Problem Set 3
You may work with other students. The maximum number of students per group is two. However, you can work on your own. Be sure to indicate with whom you have worked in your submission.
There is a penalty for late submissions: will be subtracted from the total mark for every additional day after the deadline. If you submit it after Dec 15, 2024, you will get a zero on this homework assignment.
Ang, A., Hodrick, R. J., Xing, Y., & Zhang, X. (2006). The cross-section of volatility and expected returns. Journal of Finance, 61(1), 259-299.
In this problem set, you will examine the pricing of volatility risk in the cross-section of stock returns, following the Journal of Finance paper Ang, Hodrick, Xing, and Zhang (2006) (thereafter, AHXZ (2006)). Specifically, we ask the following questions: Do the stocks with larger exposures to the volatility risk earn higher or lower average returns?
To answer this question, we first need to find a measure of volatility exposure. Following AHXZ (2006), we consider the VIX index. The VIX index is constructed so that it represents the implied volatility of a synthetic at-the-money option contract on the S&P100 index that has a maturity of 1 month. It is constructed from eight S&P100 index puts and calls and takes into account the American features of the options contracts, discrete cash dividends, and microstructure frictions such as bid-ask spreads.

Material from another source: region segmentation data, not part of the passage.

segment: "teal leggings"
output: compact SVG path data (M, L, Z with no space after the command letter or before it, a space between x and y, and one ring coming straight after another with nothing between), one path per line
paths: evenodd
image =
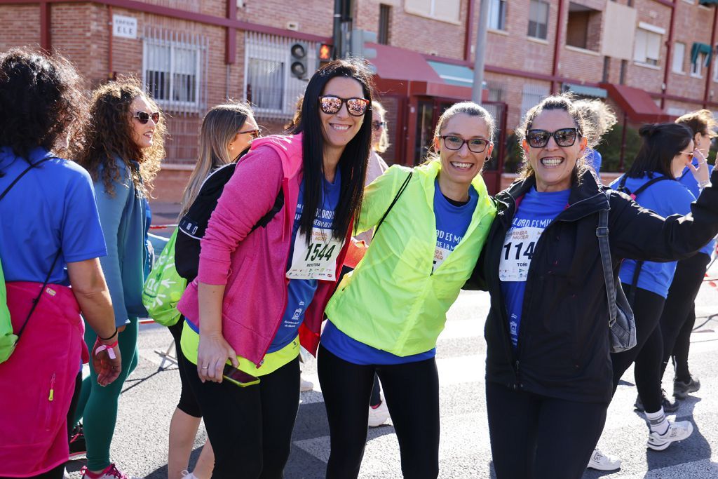
M102 470L110 465L110 444L117 422L117 406L125 379L137 366L136 317L131 317L130 323L119 334L118 340L122 355L122 372L111 384L102 387L97 383L97 373L90 368L90 377L83 381L75 424L83 419L83 429L88 447L88 469ZM85 342L92 351L97 335L91 328L85 330Z

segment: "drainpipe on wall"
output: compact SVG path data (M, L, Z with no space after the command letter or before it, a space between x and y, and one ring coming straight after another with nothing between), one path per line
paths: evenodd
M673 50L673 27L676 24L676 2L678 0L673 0L673 5L671 6L671 24L668 26L668 39L666 42L666 66L663 68L663 95L668 94L668 73L670 72L671 65L671 53ZM663 110L663 107L666 106L666 98L663 96L661 97L661 109Z
M711 51L715 48L716 45L716 24L718 23L718 6L713 9L713 31L711 32ZM712 68L715 61L713 58L714 55L711 54L708 57L708 71L706 72L706 91L703 94L703 108L708 108L708 97L711 93L711 78L713 78Z
M50 3L41 1L40 7L40 47L48 53L52 48L52 39L50 37Z
M554 66L551 75L554 80L551 80L551 93L556 91L556 77L559 75L559 59L561 52L561 29L563 27L564 4L565 0L559 0L559 14L556 19L556 41L554 42Z
M472 27L474 24L474 2L469 0L466 7L466 37L464 37L464 60L471 60L471 37L473 34Z

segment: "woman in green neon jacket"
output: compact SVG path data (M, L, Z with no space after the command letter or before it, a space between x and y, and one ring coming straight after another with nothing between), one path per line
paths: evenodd
M358 475L375 372L404 477L439 473L437 338L495 215L480 175L493 130L483 108L454 105L439 120L429 161L393 166L365 190L358 232L375 228L376 236L330 301L320 346L328 479Z

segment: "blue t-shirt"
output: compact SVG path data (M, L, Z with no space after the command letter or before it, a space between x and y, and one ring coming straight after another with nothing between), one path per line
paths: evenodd
M593 168L593 170L596 172L596 175L600 177L601 172L601 154L592 148L586 149L586 162L588 165Z
M52 156L33 149L35 163ZM0 193L29 164L0 148ZM5 281L42 283L57 259L50 283L70 284L66 264L107 254L90 175L76 163L53 159L31 169L0 200L0 261Z
M469 189L469 201L463 205L453 205L442 194L438 182L434 187L434 214L437 225L437 244L434 254L434 269L446 260L461 242L471 223L479 195L473 187ZM330 353L354 364L404 364L429 359L436 355L437 348L398 356L388 351L372 348L340 331L331 320L322 333L322 345Z
M518 345L523 294L533 251L544 230L566 209L570 193L571 190L539 192L532 187L519 204L511 228L506 232L499 279L514 348Z
M696 158L693 159L693 166L698 167L698 159ZM713 172L713 165L708 165L708 175ZM686 167L683 173L681 175L681 177L678 179L679 182L690 191L694 197L696 198L701 192L701 189L698 187L698 182L696 181L696 177L693 176L693 173L691 172L691 169ZM707 244L705 246L701 248L701 253L704 253L709 256L713 254L713 251L715 249L715 240L711 240L711 241Z
M640 178L627 178L625 187L634 192L660 173L653 173L651 176L645 175ZM611 187L618 188L621 178L619 177L611 183ZM645 208L651 210L661 216L670 216L678 213L685 215L691 210L691 203L695 197L688 188L677 181L666 180L653 183L642 191L636 198L636 203ZM618 274L621 282L631 285L633 283L633 273L635 261L625 259L621 264ZM668 296L668 287L676 272L676 261L654 263L645 261L638 276L638 287L656 293L664 298Z
M339 204L339 196L342 189L342 178L339 169L337 169L334 182L330 183L324 179L324 188L322 192L321 206L317 208L317 216L314 219L314 228L331 230L334 221L334 213ZM299 200L297 203L297 213L294 215L294 224L292 227L292 246L289 248L289 257L286 263L289 269L292 264L292 259L294 253L294 242L297 240L297 231L299 229L299 220L304 210L304 182L302 180L299 185ZM301 241L301 238L300 238ZM338 251L335 254L338 256ZM290 279L286 288L286 309L281 317L279 329L277 330L274 339L272 340L268 353L278 351L289 344L297 338L299 326L304 320L304 312L314 299L317 291L316 279Z

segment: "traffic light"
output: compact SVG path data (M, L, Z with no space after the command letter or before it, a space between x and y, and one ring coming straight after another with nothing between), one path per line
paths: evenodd
M289 52L292 55L292 66L289 70L292 71L292 76L300 79L306 78L309 72L307 44L295 43L292 45Z
M328 43L322 43L317 50L317 59L319 60L319 68L334 60L334 47Z
M367 42L376 43L376 34L366 30L352 30L351 56L370 60L376 58L376 49L370 48Z

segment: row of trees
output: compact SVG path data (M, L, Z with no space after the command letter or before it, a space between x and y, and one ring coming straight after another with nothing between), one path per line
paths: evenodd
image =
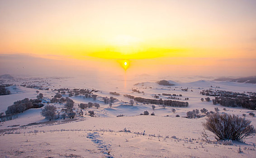
M217 103L225 107L241 107L253 110L256 110L256 97L247 97L244 96L231 98L224 97L215 97L213 99L213 104Z
M100 107L100 104L97 102L92 103L89 102L87 104L81 103L80 104L78 104L78 107L82 109L85 109L86 108L92 107L94 106L97 109Z
M43 106L41 103L42 100L38 99L29 99L25 98L23 100L18 100L14 102L13 105L9 106L5 111L6 114L14 114L23 112L25 110L32 108L40 108Z
M152 104L156 105L164 105L165 106L169 106L176 107L187 107L189 106L188 102L180 102L177 101L173 101L171 100L164 100L162 99L147 99L141 97L135 97L134 98L135 101L140 102L145 102Z

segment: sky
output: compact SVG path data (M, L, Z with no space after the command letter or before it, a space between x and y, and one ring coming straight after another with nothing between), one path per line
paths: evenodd
M0 0L0 74L253 75L256 1Z

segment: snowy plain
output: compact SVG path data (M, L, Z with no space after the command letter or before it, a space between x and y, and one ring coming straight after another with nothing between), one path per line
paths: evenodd
M233 142L232 144L223 144L214 141L204 140L201 135L203 131L202 124L205 117L197 119L185 118L186 112L205 108L209 111L218 107L220 112L226 112L242 116L251 121L256 127L256 117L251 117L249 112L253 110L242 107L225 107L213 105L212 101L202 102L200 94L203 89L214 89L233 91L247 93L256 92L256 84L228 81L199 80L192 82L181 82L170 80L174 86L160 85L155 82L145 80L123 80L103 82L95 79L84 80L80 78L19 78L5 80L5 84L13 84L8 88L9 95L0 96L0 112L4 112L13 102L25 98L35 99L38 89L21 86L23 84L40 86L38 90L43 95L45 104L57 91L55 88L89 88L98 92L95 101L83 96L72 96L74 108L78 109L78 104L88 102L98 102L100 107L83 110L84 113L94 110L96 117L88 115L77 116L74 119L59 119L49 121L41 116L41 108L30 109L19 114L17 118L0 123L0 157L60 157L60 158L253 158L256 157L256 137L246 139L245 143ZM156 80L155 81L156 81ZM124 82L126 82L125 84ZM126 86L125 86L126 85ZM212 88L211 87L212 86ZM218 87L220 88L218 88ZM188 88L185 92L181 90ZM133 92L132 89L143 91L143 93ZM119 93L119 96L109 94L110 92ZM152 104L135 103L129 105L130 99L123 94L153 99L167 99L162 93L181 94L181 101L189 102L186 107L165 108ZM144 94L143 94L144 93ZM158 95L160 94L160 95ZM62 95L63 97L68 94ZM105 104L102 97L113 96L119 100L110 108ZM214 97L209 96L211 100ZM189 98L185 101L185 98ZM49 103L54 105L60 112L65 103ZM226 108L224 111L223 108ZM175 113L171 108L176 110ZM74 111L76 111L74 110ZM139 115L145 111L148 116ZM151 116L154 112L155 116ZM116 117L123 114L124 116ZM201 113L201 115L203 114ZM179 115L180 117L175 117ZM213 134L207 131L209 135ZM242 152L239 153L240 148Z

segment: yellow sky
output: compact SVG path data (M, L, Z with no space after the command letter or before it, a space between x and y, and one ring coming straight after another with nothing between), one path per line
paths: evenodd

Part I. Main Findings of AHXZ (2006)
In this part, you need to summarise the main findings in AHXZ (2006). Please list the two findings that you think are the most important (there are more than two, but you do not have to list all of them). For each key finding, please provide an economic explanation of the empirical phenomenon.
The monthly and daily individual stock data come from CRSP, accounting data come from COMPUSTAT, and data on the CBOE implied volatility index, VIX, come from the FRED St Louis. To be clear, AHXZ (2006) use the SP100-based implied volatility index, which has a ticker of VXO, for all tests reported in this paper. You can download the Fama-French three factors (market, size, and value factors) from Ken French's website. I provide some useful links to several datasets at the end of this document.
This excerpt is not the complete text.